Once again lost in life, Tang wandered the city for days trying to give her life some meaning. She tried to make friends with the city rodents, but they were nowhere near as accommodating as the sewer rodents had been. Soon to give up hope, Tang stumbled across a small, Chinese restaurant, and it was here that she managed to turn her life around.

Cold, wet, and without a friend in the world, Tang approached the warming glow of the restaurant, and hovered at the window while looking in.

Having never seen real food before, confusion reigned, and Tang found herself vaguely frightened. However, her highly-developed rodentesque curiosity got the better of her, and she soon scurried inside.

"At that point of my life, that restaurant was a scary place. All I'd known was a dumpster and the sewers - I'd never been around other people before."

After sniffing around, and tasting the various napkins on display, Tang found herself ushered towards a seat by an elderly Chinese lady, who identified herself as Ming Po. Ming soon discovered Tang's utter lack of social etiquette, and spirited her away through a secret door in the wall, before taking her under her wing, and teaching her to be a proper lady.

"Bless Ming's cotton socks," Tang snorts, "Teaching me to be a lady didn't work. But she was the closest thing I had to a mother, so I love her all the same."

Ming and Tang spent many long days in the cramped room, as Ming attempted to school Tang. As Tang would tell you, Ming is a competent teacher, but even the most competent teacher will struggle where the student is unwilling to learn."

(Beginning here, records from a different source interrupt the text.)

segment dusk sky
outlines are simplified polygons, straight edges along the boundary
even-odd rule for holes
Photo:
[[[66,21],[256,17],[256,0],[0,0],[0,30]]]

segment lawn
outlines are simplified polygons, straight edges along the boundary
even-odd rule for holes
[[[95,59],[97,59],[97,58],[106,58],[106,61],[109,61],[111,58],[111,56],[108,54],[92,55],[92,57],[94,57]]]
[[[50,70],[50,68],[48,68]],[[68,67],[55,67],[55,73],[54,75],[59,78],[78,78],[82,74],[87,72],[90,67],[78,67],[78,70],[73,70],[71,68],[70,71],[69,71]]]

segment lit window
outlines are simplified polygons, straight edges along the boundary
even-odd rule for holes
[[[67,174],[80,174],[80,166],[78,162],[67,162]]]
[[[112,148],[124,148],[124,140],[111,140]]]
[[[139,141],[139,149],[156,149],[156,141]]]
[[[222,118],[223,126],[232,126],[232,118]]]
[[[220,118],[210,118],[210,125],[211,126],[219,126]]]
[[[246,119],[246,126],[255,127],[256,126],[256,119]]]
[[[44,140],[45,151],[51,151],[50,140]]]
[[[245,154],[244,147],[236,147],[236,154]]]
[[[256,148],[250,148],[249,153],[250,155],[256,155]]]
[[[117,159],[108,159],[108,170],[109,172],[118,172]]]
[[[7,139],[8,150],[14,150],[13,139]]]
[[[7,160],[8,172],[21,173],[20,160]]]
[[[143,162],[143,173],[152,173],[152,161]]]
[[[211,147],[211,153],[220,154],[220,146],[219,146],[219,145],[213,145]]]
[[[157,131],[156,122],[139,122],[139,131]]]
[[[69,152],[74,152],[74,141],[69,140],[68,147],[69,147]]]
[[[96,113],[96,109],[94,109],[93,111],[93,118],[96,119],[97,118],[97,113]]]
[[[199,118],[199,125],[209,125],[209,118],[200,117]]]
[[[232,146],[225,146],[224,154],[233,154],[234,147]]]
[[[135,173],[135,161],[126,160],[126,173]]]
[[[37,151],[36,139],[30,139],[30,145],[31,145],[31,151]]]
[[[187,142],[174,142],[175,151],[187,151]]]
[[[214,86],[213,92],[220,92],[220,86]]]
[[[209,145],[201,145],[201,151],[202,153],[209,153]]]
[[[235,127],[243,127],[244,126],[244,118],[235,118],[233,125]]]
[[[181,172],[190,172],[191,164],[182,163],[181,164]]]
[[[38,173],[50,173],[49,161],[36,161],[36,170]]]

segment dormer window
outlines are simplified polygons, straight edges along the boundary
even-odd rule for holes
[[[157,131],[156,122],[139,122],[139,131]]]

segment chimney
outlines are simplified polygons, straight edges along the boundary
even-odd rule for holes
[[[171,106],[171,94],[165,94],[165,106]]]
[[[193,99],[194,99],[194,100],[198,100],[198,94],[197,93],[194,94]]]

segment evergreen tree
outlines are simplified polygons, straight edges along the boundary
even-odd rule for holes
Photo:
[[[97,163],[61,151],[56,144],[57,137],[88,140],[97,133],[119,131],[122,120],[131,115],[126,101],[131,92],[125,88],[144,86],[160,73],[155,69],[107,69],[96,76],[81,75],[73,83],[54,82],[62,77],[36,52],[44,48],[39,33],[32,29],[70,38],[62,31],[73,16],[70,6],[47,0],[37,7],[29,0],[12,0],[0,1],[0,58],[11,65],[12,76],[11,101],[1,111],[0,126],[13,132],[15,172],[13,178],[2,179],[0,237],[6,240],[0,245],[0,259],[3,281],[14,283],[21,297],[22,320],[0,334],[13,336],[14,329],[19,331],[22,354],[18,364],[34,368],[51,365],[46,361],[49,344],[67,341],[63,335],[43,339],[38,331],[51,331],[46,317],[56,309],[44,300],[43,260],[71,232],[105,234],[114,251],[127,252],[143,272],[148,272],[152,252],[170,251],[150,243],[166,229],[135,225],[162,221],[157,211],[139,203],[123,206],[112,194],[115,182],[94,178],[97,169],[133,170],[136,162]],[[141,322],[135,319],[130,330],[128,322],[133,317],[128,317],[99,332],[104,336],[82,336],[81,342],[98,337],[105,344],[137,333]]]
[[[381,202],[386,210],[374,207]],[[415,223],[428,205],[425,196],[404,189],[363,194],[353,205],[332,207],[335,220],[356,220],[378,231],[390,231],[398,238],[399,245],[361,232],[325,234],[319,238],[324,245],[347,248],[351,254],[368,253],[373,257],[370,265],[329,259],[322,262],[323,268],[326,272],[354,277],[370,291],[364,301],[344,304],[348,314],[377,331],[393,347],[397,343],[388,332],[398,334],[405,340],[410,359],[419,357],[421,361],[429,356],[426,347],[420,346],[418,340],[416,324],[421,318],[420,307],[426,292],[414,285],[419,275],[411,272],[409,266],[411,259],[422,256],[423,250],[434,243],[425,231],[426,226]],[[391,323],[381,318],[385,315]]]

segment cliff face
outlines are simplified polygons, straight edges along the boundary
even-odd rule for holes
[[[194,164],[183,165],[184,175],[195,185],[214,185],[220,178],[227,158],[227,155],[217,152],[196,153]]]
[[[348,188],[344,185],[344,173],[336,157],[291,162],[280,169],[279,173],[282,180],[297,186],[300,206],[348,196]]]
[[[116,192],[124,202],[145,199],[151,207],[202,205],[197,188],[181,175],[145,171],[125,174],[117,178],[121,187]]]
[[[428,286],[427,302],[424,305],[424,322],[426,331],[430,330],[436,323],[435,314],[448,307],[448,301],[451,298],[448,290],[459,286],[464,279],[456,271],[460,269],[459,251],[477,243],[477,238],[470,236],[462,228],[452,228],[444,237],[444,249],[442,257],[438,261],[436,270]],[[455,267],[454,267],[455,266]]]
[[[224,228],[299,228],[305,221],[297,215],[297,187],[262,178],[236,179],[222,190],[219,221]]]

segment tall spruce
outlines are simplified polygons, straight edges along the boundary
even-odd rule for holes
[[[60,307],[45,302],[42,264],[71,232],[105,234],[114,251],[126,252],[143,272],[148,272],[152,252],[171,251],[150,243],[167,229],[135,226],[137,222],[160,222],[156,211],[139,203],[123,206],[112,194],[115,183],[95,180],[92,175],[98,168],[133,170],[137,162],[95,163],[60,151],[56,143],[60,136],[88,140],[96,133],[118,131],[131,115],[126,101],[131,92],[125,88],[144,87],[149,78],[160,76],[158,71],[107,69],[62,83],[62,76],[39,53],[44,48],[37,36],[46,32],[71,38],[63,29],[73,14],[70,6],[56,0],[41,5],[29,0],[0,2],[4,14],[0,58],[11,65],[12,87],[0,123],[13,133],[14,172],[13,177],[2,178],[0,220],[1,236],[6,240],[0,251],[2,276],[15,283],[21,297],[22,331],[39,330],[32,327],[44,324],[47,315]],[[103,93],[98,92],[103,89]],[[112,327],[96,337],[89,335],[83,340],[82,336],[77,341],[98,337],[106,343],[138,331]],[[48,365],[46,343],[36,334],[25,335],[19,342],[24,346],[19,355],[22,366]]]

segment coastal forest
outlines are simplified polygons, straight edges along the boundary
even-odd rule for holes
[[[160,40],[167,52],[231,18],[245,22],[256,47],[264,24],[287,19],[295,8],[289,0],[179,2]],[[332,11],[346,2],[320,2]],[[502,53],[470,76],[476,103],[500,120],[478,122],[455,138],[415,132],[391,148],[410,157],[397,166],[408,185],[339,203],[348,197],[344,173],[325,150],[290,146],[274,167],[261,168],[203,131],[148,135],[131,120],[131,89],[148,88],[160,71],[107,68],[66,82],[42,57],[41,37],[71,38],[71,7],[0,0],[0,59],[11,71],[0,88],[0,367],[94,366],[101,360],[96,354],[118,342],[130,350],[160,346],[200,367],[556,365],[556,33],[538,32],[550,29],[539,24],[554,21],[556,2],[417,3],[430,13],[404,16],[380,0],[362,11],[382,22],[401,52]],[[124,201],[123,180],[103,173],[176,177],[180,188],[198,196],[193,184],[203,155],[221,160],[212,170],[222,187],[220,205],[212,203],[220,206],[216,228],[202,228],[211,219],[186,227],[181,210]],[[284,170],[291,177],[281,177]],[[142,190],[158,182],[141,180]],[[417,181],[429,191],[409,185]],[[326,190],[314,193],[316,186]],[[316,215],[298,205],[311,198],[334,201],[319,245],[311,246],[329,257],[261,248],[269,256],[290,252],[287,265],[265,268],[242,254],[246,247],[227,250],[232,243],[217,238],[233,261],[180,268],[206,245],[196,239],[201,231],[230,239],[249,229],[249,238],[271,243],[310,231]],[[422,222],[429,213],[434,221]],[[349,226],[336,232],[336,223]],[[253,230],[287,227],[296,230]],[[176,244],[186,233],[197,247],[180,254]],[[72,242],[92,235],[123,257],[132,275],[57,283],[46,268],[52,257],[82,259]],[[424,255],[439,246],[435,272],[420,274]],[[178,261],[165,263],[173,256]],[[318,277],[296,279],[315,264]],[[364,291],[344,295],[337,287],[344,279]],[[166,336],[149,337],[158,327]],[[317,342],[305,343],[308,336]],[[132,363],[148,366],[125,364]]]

"Tang is special girl," Ming smiles as she recalls their time spent together, "She no want to learn. She want food. All food. I tell her, no! Paper no food! But she no understand. She eat paper. She no eat chicken. She no eat beef. She eat paper. Ming try teach Tang, but Tang no listen."

They both look fondly upon their days at the restaurant, and Tang attributes a lot of her success to Ming. Even now, at high-profile events, Ming can always be spied on Tang's arm, or hovering nearby. It's no wonder - it was in her restaurant that Tang found her footing and made something of herself, and all it took was for Ming to let Tang spread her proverbial wings.

"I guess I never knew what I was capable of. That is, until that fateful day in the restaurant."

Ming and Tang had sat themselves down for a new day's worth of failed teachings, when the two heard a commotion coming from the kitchen.

"Ming has always been a very timid woman," recalls Tang, "Even the slightest noise in the restaurant, if she didn't know where it was coming from, would set her trembling. That day, she hid under the table. I felt like I had to protect her."

Tang's memory becomes very vague from the moment she stepped through the kitchen. Though unsure of the events that unfolded, she woke up several days later in hospital.

"I have no idea how Ming managed to carry me all the way to the hospital, and she won't tell me what happened in the restaurant, I think I fought off the bad guys. Had, you know, like, an adrenaline rush? Shit's so cash."

"I can tell you secret?" Ming confides, when asked about that day in the kitchen, "Tang slip and hit head. Bleed everywhere. No baddies. Tell Tang Ming carry her to hospital-" she pauses to giggle quietly, "-Ming make Tang walk. But shh."

Tang spent many days recovering in hospital from, what she still believes, was a severe bludgeoning. Her concussed haze gave her much time to think, and unlocked many parts of her brain that had previous been inaccessible to her. She found herself full of unprecedented knowledge, and was soon able to heal her wounds by the power of her own thought.

"It was at the moment, as I felt my skull reforming, that I knew I was special. I knew it was the key to all I'd ever wanted out of life."